Keeper
- Author: Kathi Appel
- Illustrator: August Hall
- Cover artist: August Hall
- Language: English
- Genre: Children's literature Fantasy
- Publisher: Atheneum Books for Young Readers
- Publication date: 2010
- Publication place: United States
- Published in English: 2010
- Pages: 399
- ISBN: 978-1-4169-5060-8

= Keeper (Appelt novel) =

2010 novel by Kathi Appelt

Keeper is a 2010 novel written by Kathi Appelt. This story is about a young girl who searches for her mermaid mother, Meggie Marie.

==Summary==
After unintentionally ruining a blue moon day by messing up her guardian's crab gumbo and breaking her favorite wooden bowl, causing a friend's ukulele to break, as well as wrecking the plants of her elderly neighbor, Keeper decides to make everything right.
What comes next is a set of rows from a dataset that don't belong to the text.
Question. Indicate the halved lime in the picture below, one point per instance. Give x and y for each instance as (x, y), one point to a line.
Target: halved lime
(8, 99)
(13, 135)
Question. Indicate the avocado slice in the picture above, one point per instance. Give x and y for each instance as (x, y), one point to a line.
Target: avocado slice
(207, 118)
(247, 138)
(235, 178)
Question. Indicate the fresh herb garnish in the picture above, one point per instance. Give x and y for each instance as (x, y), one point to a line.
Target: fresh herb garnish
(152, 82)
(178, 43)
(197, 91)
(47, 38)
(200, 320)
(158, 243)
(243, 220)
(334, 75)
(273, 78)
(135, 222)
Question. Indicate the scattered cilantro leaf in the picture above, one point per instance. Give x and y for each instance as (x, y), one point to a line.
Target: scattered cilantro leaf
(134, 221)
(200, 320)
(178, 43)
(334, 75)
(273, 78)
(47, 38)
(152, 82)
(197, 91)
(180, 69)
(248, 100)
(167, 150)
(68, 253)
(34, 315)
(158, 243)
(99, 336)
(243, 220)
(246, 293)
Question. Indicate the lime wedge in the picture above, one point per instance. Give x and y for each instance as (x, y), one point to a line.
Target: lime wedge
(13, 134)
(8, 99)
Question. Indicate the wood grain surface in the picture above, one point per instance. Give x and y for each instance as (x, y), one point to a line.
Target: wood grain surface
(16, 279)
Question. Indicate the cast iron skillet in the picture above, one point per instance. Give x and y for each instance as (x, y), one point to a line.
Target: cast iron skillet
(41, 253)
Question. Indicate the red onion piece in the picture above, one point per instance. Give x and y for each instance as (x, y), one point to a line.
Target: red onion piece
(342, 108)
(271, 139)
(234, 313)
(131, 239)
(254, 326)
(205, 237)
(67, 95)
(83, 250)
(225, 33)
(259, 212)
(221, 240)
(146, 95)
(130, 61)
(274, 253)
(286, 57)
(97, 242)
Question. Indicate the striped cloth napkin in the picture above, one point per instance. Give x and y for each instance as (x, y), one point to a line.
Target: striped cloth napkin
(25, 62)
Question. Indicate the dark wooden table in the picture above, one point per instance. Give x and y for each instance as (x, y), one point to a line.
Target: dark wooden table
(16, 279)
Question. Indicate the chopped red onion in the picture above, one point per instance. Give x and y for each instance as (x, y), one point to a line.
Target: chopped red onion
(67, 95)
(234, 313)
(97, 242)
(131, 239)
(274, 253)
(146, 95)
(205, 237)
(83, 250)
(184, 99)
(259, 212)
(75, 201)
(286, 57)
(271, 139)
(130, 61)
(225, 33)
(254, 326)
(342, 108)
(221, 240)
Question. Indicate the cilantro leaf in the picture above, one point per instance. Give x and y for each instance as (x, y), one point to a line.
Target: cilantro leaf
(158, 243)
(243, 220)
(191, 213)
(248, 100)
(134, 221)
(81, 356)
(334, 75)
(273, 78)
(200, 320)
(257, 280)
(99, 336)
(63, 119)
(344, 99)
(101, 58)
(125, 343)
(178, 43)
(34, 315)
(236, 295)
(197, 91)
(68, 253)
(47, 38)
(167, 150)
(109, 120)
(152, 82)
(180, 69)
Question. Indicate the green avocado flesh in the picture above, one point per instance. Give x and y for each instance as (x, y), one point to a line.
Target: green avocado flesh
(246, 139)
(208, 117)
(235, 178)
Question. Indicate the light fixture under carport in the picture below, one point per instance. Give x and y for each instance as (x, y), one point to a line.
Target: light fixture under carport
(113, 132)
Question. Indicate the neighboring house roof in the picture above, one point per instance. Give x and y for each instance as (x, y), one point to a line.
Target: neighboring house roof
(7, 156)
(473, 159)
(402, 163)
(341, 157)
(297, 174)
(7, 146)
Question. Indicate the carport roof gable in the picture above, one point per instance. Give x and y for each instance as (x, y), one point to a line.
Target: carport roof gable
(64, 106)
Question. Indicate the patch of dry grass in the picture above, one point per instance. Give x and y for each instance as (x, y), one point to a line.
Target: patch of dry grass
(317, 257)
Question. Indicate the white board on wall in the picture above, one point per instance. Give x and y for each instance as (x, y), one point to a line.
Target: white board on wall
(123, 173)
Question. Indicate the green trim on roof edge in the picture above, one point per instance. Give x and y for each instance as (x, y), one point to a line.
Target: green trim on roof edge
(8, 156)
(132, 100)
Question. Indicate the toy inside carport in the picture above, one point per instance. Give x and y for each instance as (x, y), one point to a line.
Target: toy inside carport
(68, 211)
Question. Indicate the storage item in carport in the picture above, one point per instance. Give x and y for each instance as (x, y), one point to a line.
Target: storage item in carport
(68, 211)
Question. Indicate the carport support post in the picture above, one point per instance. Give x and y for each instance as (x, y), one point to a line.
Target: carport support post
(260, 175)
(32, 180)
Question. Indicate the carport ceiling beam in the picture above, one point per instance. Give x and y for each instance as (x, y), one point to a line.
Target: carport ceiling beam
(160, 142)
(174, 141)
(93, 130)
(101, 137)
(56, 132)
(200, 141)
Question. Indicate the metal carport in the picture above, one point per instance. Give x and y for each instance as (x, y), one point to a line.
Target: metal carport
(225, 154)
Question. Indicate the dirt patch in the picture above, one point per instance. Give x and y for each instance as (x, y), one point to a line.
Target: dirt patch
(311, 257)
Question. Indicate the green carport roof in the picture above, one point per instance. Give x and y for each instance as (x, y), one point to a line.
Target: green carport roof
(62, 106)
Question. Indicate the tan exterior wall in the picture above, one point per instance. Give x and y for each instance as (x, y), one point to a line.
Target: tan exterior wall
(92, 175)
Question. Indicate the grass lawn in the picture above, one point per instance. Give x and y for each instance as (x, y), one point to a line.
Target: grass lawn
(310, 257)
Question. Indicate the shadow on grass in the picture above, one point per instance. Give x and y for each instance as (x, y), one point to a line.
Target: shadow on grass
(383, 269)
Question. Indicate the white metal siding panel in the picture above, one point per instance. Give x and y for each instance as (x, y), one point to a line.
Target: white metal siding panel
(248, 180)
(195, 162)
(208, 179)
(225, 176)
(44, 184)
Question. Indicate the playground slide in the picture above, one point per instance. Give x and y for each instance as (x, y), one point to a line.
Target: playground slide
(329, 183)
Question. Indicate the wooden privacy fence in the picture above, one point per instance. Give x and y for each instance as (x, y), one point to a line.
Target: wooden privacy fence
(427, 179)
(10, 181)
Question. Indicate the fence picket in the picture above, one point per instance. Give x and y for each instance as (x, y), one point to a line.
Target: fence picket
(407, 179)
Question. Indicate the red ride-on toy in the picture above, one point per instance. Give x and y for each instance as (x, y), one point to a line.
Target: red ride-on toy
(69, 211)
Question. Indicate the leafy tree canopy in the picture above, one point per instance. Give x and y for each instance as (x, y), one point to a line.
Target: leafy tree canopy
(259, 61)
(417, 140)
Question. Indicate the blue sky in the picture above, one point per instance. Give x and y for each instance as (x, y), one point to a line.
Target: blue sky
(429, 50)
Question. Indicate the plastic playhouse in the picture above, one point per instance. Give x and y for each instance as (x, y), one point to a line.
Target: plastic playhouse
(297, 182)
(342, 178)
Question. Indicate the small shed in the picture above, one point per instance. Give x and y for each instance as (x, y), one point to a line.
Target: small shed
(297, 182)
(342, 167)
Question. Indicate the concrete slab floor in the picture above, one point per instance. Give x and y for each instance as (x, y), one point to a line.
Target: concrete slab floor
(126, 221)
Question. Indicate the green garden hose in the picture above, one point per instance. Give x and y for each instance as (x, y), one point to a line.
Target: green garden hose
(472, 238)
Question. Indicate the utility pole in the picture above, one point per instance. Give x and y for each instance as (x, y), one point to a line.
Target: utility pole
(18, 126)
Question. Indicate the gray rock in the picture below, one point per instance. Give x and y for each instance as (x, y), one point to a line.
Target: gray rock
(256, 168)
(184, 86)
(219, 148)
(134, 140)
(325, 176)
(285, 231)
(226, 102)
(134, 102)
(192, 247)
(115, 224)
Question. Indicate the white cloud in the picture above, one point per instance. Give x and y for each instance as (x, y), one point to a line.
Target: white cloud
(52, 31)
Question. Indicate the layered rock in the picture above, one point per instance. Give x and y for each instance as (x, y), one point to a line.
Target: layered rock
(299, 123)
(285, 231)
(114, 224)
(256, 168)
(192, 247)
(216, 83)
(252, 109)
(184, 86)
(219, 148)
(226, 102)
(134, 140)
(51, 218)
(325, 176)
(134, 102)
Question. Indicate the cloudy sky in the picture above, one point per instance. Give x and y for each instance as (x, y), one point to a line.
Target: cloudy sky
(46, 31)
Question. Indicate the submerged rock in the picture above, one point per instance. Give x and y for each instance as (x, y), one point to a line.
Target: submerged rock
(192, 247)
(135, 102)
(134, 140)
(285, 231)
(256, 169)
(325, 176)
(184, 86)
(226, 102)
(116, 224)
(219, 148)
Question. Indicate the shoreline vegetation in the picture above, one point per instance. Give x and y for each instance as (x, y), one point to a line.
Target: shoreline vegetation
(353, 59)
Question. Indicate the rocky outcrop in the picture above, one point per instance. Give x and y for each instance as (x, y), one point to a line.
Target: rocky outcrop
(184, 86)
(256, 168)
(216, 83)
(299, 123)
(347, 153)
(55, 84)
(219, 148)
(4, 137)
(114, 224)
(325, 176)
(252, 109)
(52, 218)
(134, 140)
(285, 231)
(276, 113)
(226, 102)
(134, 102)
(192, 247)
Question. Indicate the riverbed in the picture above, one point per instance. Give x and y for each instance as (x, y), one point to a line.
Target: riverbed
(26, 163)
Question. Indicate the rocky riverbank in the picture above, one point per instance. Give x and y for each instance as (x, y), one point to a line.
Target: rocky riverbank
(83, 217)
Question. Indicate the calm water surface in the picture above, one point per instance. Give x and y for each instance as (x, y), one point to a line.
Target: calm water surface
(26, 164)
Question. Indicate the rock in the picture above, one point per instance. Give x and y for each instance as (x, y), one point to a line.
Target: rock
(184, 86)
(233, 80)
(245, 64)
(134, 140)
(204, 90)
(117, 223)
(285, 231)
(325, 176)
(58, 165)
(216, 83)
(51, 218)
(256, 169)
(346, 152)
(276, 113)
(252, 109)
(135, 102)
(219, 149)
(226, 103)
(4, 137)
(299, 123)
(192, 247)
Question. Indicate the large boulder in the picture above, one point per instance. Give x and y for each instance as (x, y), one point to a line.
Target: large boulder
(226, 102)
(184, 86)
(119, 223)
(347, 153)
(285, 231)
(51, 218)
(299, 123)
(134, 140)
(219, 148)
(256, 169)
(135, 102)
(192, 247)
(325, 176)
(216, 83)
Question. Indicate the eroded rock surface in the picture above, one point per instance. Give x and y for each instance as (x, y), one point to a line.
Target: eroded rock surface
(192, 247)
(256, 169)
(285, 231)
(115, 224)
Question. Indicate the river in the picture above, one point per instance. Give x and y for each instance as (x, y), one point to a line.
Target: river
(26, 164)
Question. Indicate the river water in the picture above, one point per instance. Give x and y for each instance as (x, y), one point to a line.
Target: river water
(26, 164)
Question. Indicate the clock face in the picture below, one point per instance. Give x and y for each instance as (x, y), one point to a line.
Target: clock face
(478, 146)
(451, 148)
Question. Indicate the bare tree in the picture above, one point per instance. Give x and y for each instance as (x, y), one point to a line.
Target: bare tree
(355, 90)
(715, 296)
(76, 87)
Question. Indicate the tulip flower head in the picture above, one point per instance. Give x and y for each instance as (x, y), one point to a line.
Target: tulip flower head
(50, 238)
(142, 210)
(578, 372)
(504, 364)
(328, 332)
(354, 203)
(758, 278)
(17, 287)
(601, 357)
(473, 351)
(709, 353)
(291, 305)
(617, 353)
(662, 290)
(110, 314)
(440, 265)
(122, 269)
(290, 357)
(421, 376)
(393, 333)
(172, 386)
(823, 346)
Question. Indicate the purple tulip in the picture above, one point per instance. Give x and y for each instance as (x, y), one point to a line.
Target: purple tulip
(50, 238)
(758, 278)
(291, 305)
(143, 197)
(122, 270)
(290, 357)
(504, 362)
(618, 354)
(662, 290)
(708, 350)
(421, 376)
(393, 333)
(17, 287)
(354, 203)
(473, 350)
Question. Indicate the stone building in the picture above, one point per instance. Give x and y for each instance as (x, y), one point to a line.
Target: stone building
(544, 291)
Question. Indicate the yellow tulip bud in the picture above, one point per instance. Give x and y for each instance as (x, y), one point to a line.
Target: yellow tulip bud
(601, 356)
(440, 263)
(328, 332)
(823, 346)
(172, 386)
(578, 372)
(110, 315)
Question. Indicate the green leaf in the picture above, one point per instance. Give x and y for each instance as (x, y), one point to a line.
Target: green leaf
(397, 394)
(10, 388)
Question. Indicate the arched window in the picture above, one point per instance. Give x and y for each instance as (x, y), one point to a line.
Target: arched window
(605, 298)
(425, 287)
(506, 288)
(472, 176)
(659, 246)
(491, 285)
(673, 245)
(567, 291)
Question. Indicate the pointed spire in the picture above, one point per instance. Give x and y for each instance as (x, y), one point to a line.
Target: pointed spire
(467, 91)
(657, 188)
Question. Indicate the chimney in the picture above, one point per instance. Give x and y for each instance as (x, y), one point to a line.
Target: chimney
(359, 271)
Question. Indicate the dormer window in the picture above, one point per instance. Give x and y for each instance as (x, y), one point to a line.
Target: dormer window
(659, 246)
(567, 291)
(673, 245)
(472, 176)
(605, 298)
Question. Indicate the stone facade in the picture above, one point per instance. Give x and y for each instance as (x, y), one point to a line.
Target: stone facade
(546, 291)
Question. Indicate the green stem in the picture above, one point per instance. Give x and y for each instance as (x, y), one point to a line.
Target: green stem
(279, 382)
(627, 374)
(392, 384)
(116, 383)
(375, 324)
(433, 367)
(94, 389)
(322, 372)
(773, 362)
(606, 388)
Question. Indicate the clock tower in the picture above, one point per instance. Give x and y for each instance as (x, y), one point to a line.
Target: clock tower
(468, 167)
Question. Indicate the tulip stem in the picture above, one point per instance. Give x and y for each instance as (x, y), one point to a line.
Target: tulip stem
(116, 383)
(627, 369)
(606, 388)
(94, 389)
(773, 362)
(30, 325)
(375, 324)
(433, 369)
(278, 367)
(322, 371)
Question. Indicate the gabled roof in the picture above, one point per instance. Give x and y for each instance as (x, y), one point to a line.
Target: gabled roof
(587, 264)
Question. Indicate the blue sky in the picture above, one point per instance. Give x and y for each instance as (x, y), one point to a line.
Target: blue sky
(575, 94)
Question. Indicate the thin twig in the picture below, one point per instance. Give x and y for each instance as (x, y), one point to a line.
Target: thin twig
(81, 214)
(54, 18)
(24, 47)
Taking with her seven wooden figurines of different mermaids, her dog BD, and a charm she had since she was a girl, Keeper sets out to find her mermaid mother, Meggie Marie, who has not been seen in seven years. Keeper finds out that her mother actually was not a mermaid but Keeper does get her share of magic after all.

==Characters==
- Keeper: The protagonist of the story. Keeper's mother is Meggie Marie, a mermaid who swam away seven years ago. Since then, she has been living with Signe, her appointed guardian. She is an official "waxwing" for Dogie, has black hair, and is ten-years-old. Apparently, she was born in the water. Her nicknames are "Sweet Pea", "Good'un", and "Mergirl"; the latter was used by her mother.
- Signe: Keeper's guardian, who had raised a Keeper since her mother went missing. Signe is originally from Iowa, has white hair, and is twenty-five-years-old (she was fifteen when Keeper was born and eighteen when Meggie Marie left). She owned a wooden bowl that was broken by Keeper at the beginning of the book. The bowl was owned by Signe's mother, who died in a car accident along with Signe's father. Signe escaped from Iowa with the wooden bowl her only possession.
- Dogie: A friend and neighbor of Keeper's, who owns a surf shop called "The Bus", that is literally a bus. He has loved Signe for some time, and on the day of the blue moon, he was going to sing to her to marry him by playing his ukulele. He often stutters. His dog, Too, can predict storms and trouble. Too woke up Dogie at night when he found Keeper in the boat all alone. In the book's illustrations, Dogie is shown to be African American. He was from New Jersey and had joined the army. When Dogie came home from the army, he was shaking hard but a hug from a loved family member cured him; now only his voice stutters. When he sings while playing the ukulele, he does not stutter. He has two known relatives: his mother and an uncle named Sylvester.
- Mr. Henri Beauchamp: An elderly neighbor of Keeper's, who is an expert on mermaid stories. He is the owner of a one-eyed cat named Sinbad. He had owned many flowers, one of them being a night-blooming cereus, and they were all knocked over and destroyed when Sinbad was being chased by BD. He is from Saintes-Maries-de-la-Mer. Long ago when he was 15, he met the merboy Jack before sailing across the ocean with around 20 circus ponies.
- BD: A dog owned by Keeper and Signe. He is friends with a seagull named Captain. In the book, BD goes with Keeper to help find her mother. His name is short for "Best Dog".
- Too: A little dog owned by Dogie. His name was originally "Best Dog Too". He is also known as a Storm Prognosticator. He can also predict trouble.
- Jacques de Mer/Jack: A merman and a lover of Mr. Beauchamp's. He might be the son of Yemaya, as she demands a gift after someone makes a wish whenever she appears.
- Sinbad: A one-eyed cat owned by Mr. Beauchamp. He usually taunts the dog and is very old. Mr. Beauchamp claims that Sinbad comes from a "long line of pirate cats".
- Captain: A resident seagull. He had crashed through the window of Keeper's home one stormy night with a broken wing five years before the events in the book. It was Signe who nursed him back to health. He is friends with BD. His favorite food is watermelon. Watermelon taught him to fly again, because Captain was on the second story with his broken wing while Signe left watermelon for him on the first story,
- Meggie Marie: The mother of Keeper, Meggie Marie had vanished seven years prior to the events in the book. According to a later chapter in the book, Meggie Marie had been told to leave by Signe after the former had almost drowned Keeper on her third birthday (if it was intentional is not known). She was first thought to be a mermaid, but then Keeper finds out that she was not. The house that she, Keeper, and Signe lived in belonged to her grandmother.